THERAPIST: There is no emphasis on applauding your effort and you’re working really hard at something as a kind of paramount thing and the grade is really secondary.
CLIENT: Yeah, but I think my dad would never think of it that way because he works insanely hard. His dad worked insanely hard. No one would ever – it would be like an insult if someone asked him to go to work or asked him to apply to a job because it’s just understood, expected, baseline. [00:24:04]
THERAPIST: That’s kind of how you feel when Ivan’s parents are saying things like that to you, like “do they know who I am? Don’t they know I’m going to get a job and I’m going to do well?”
CLIENT: Yeah.
THERAPIST: But I guess that’s the thing you’re describing. It’s so assumed. I don’t know how to describe this. It’s almost like you don’t get to get applause if you do well at something. It’s just taken as a given expectation – your mom saying, “Well, of course.”
CLIENT: Yeah, I guess. I had a situation in which I got really upset about it, which is really weird for me.
THERAPIST: When you were younger you’re saying?
CLIENT: No. Within the last couple of years. My friend, Judy, from college, a really great friend, I really love her. She’s wonderful, but we’re different in a lot of ways.
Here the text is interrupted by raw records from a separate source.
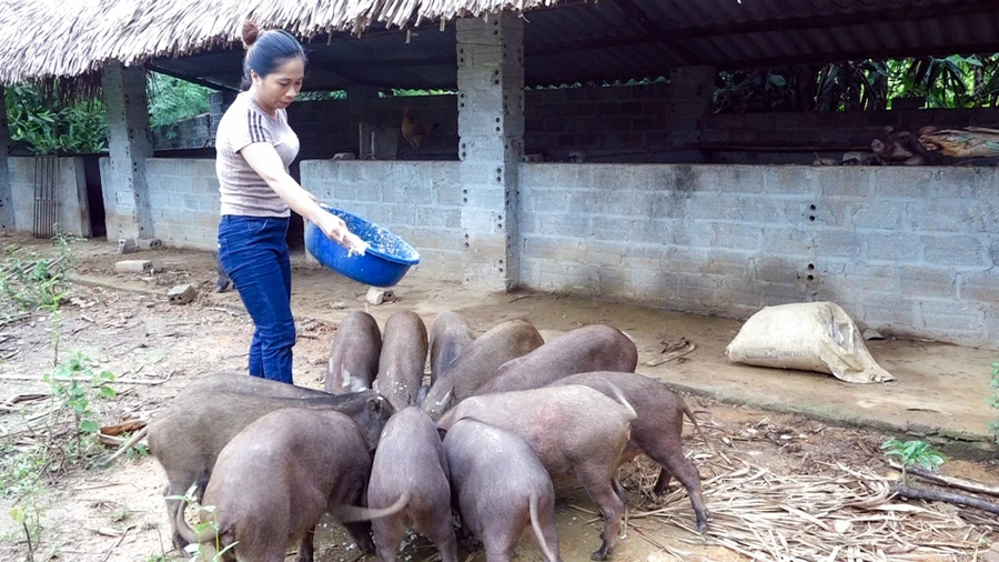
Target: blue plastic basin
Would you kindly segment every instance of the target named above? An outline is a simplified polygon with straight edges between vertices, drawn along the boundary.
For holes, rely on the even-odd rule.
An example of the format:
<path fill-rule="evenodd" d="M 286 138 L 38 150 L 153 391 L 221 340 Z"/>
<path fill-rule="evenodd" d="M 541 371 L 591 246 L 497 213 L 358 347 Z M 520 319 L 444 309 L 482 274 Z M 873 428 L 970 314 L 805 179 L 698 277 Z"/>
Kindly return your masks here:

She did this internship down at Disney. She likes to cook and she did this cooking program for one year during college. [00:25:03] She came back from the internship and she moved in with her parents and she didn’t have a job until May and she came back around Thanksgiving; and they were totally fine with this because she was like, “If I take a bad job, I know myself and I won’t apply to more.” So they just let her not do any – and my parents would never let me. This is unthinkable.